Cierto que esta carta no la leerás
nunca, tampoco tengo intención de recordar todas aquellas que te escribí
durante aquellos años. Querías destruirlas porque nos hubieran comprometido si
alguien llegaba a enterarse de su existencia. Me gustaba tanto escribirte. Para
mí eran como un tesoro, una parte de ti. Hacía tiempo que no pensaba en ti,
pero hubo unos años en que tuve que hacerlo. Estoy pasando unos días en mi
casa. Recibí noticias tuyas; me enteré de lo que te había sucedido. Sentí una
extraña sensación cuando escuché tu nombre, el nombre que tantas veces había
pronunciado con deleite en aquellos años tiernos. Cuando acabé de romperlas, en
trozos muy pequeños, tenía una herida en el dedo índice. Entonces pensé que el
tiempo que tardara en curarse retendría lo que me decías en aquellos papeles.
Acabé llorando amargamente como si hubiera hecho un gran sacrificio. La herida
tan solo tardó tres días en desaparecer. Otras tardan muchos más años.
Mi madre ha muerto. La enfermedad
ha sido rápida pero fulminante y dolorosa. Todos nos hemos quedado sin habla.
No hay respuesta para la muerte. La respuesta es el silencio. Aquí, junto al
mar, no me cuesta mucho recordar. Toda mi juventud vuelve de golpe a la
memoria. No sé muy bien lo que vivo. Estoy triste, más triste de lo que
acostumbro. Con la edad nos acostumbramos a la tristeza, se convierte en una
parte de nosotros mismos. La mar. La mar que tú decías amar tanto. La mar que
comencé a mirar con unos ojos diferentes. El olor a mar y las salpicaduras de
sal llenan mis recuerdos. “¿Sabes por qué
me gusta tanto el mar? Porque es inmenso y lo guarda todo en su interior. Lo
tiene ahí el tiempo que quiere y lo vuelve a sacar a la superficie cuando le
parece.“
Llegaste en el momento más
decisivo de mi adolescencia, era una época en que estaba muy desorientada.

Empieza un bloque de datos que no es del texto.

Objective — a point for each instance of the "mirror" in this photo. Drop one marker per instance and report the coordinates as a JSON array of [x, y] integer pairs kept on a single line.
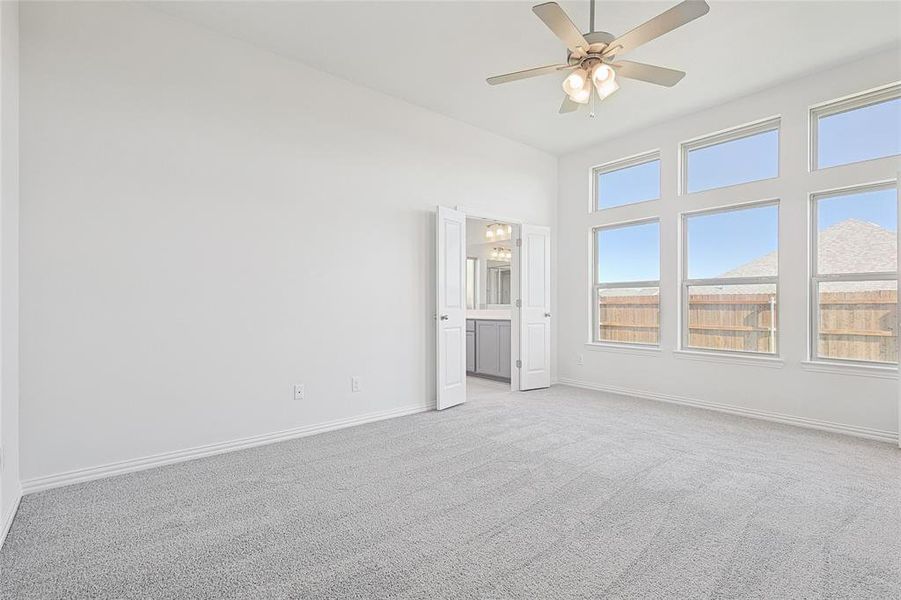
[[499, 285]]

Contigo di el salto que me empujaba hacia la vida bajo tu mirada. Querías
enseñarme el amor, influiste en que acabara de ser una mujer. Y eso, después de
mucho tiempo me hizo pensar: saber que por ti acabé siendo como era. Yo, tan
feliz, contemplando el mundo bajo tu mirada y yo, con tanto miedo por marcarme
para siempre. Entonces no lo entendía; ahora comprendo perfectamente aquel
temor.
Durante mi primera juventud viví
sintiendo que había tenido la suerte de aprender la vida de la mejor manera:
amándote. Te gustaba escucharme. Todas mis cosas cobraban importancia delante
de ti. Yo estaba abriendo la puerta y pasando la frontera. Te resultaba muy atractivo
contemplarlo porque era como escuchar el principio de algo nuevo, ver la
transformación de una vida que comienza. Yo la sufría, para ti era un
espectáculo sublime. Te encantaba escuchar, saber lo que pasaba dentro de
alguien que estaba en pleno crecimiento y que, además, se daba cuenta de ello.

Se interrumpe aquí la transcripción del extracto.